Dundee researchers develop 'automatic drug designer'
Researchers at the University of Dundee believe a new automated design system could create drugs quicker and cheaper than currently possible.
The scientists have adapted the "Moneyball" approach, which uses the principles of advanced statistical and data analysis to speed up research.
They used a computer to test the evolution of drug molecules and found their predictions to be 75% correct.
The technique could lead to new cheaper and safer treatments for illness.
The University of Dundee researchers are trialling the system on the creation of drugs to treat infectious diseases.
Chair of Medicinal Informatics at Dundee Prof Andrew Hopkins said: "One of the things that makes drug discovery so hard is that you're trying to improve several different properties at the same time.
"Evolution is a mechanism that can be applied to solving these kinds of problems, and the iterative (repeating) process of adaptation and selection of hundreds of thousand of possible solutions can be simulated in a computer.
"We have effectively proved the concept of automated design of new compounds showing that by using algorithms to process massive amounts of data, we can tackle problems of huge complexity."

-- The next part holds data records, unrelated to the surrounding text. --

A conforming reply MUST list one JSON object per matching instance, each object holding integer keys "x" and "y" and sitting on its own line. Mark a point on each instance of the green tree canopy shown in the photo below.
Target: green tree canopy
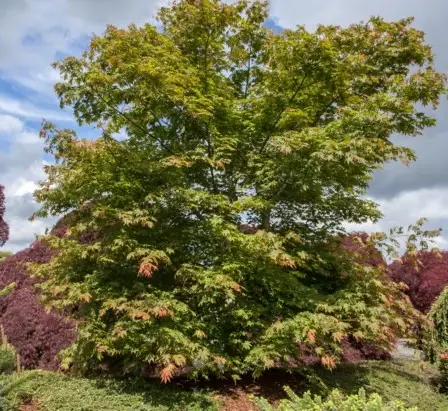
{"x": 212, "y": 222}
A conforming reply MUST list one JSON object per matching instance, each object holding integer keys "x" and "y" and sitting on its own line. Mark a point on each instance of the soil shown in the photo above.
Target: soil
{"x": 237, "y": 396}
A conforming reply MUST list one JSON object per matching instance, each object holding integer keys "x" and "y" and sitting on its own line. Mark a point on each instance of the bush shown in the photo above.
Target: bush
{"x": 58, "y": 392}
{"x": 437, "y": 347}
{"x": 4, "y": 230}
{"x": 37, "y": 335}
{"x": 425, "y": 283}
{"x": 335, "y": 401}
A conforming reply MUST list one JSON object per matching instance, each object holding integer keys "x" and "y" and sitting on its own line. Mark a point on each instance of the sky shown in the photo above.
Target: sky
{"x": 34, "y": 33}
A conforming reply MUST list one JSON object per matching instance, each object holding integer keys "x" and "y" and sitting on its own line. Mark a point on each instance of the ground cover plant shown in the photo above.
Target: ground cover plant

Prof Hopkins said there were very real implications from the research.
"Potentially the system could make the process of drug creation more efficient by reducing failure rates in testing and showing chemists which of the potential thousands of solutions would be best-suited to their problem," he added.
"The system mimics the design process of human chemists but runs it on a very large scale at a faster rate."
Prof Hopkins and colleagues used the drug donepezil, used to treat people with Alzheimer's disease, to test the automated system.
He said: "We took the structure of donepezil as a starting point and from there the system evolved its structure over many generations to a variety of different profiles across a range of drug targets.
"The predicted profiles were then tested experimentally and we found that 75% of them were confirmed to be correct.
"This proof of concept shows that we could make significant advances in discovering and designing complex drugs, which could lead to improvements in safety and efficacy, while also potentially reducing the cost of drug discovery which is a high-risk and expensive process."
The research was funded by the Biotechnology and Biological Sciences Research Council and is published in the Nature journal.